Suppose that $x \in \mathbb{R}^{n}$ is a vector of small positive fractions, *i.e.* $x_{i} \approx \frac{1}{n}$. The exact values are unknown. I form the matrix $M=diag(x)-\frac{xx^{T}}{2}$ which is a **Stieltjes** matrix and is **diagonally dominant** (at least in the cases of interest).

Now what I am interested in are the sums of the entries of small rectangular submatrices of $M$. These sums turn out to be very small in absolute value in practice, however my efforts to estimate them yield bounds that are too crude. This makes me suspect that some phenomenon is at work under the hood, about which I do not know, and I am hoping that somebody can point out a direction in which to look. (Does this situation/property has a name?)

More formally, take a set of $d$ rows and $d$ columns and look at the $d \times d$ submatrix of $M$ that they induce.

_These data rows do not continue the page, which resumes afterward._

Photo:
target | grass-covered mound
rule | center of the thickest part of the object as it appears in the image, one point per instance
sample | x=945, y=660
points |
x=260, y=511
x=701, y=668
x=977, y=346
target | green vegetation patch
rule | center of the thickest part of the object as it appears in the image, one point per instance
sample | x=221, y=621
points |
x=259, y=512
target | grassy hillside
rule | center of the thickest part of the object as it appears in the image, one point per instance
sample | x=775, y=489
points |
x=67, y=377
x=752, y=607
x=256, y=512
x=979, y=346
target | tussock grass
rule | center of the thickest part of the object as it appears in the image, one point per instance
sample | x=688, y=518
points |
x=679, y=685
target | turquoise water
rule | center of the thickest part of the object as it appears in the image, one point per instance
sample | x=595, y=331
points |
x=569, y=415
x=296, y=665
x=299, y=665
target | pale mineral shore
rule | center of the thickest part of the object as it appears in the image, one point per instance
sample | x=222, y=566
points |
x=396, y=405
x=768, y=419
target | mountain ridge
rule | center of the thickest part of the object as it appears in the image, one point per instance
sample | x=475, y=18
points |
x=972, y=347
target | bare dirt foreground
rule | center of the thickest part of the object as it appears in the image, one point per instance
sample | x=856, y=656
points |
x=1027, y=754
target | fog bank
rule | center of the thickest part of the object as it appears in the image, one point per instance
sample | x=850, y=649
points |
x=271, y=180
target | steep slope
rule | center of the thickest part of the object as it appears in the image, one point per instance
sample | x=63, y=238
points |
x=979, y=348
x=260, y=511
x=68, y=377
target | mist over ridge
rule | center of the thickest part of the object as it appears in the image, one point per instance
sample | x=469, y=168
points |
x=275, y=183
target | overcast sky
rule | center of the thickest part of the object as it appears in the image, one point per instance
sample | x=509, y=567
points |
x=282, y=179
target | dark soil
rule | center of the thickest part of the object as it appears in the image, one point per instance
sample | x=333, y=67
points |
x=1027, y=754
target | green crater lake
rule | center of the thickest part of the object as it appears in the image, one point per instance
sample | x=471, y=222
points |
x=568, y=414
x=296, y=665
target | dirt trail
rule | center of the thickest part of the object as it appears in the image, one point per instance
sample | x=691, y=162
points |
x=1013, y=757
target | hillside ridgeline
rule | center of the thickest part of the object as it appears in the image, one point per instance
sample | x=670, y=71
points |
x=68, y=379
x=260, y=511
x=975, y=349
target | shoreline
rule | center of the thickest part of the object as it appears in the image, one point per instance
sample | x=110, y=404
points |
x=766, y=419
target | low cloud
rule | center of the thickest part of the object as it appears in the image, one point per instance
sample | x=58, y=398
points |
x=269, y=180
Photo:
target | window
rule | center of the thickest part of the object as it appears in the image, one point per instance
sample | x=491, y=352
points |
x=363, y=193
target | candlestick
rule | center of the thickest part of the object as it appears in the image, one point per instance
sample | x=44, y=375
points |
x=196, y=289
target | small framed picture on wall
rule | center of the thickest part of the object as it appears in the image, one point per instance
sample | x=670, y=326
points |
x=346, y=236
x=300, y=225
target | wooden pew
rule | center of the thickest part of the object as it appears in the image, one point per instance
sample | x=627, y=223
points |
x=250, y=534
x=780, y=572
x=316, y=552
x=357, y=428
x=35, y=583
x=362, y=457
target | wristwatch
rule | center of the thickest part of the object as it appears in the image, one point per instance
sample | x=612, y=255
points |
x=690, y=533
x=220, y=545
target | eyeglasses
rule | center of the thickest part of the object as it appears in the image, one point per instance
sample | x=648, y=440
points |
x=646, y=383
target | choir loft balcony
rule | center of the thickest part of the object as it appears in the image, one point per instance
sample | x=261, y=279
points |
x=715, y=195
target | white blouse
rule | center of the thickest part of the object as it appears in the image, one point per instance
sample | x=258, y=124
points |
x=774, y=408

Call this submatrix $M_{0}$. My reasoning goes like this: at the worst case, each row of $M_{0}$ contains at most one diagonal entry of $M$. The rest of the entries in the row push it down but we do not know by how much exactly. Rows of $M_{0}$ that do not contain a diagonal entry of $M$ sum to at most the value of the diagonal entry. Therefore the best bound I come up with is $dC$, where $C=max_{1 \leq i \leq n}\{x_{i}\}$.

As I said, in practice this bound is off by an order of magnitude and I would very much like to improve it. But how?

Does this sound like a problem of extremal combinatorics type perhaps? Any other places to look for apppropriate tools?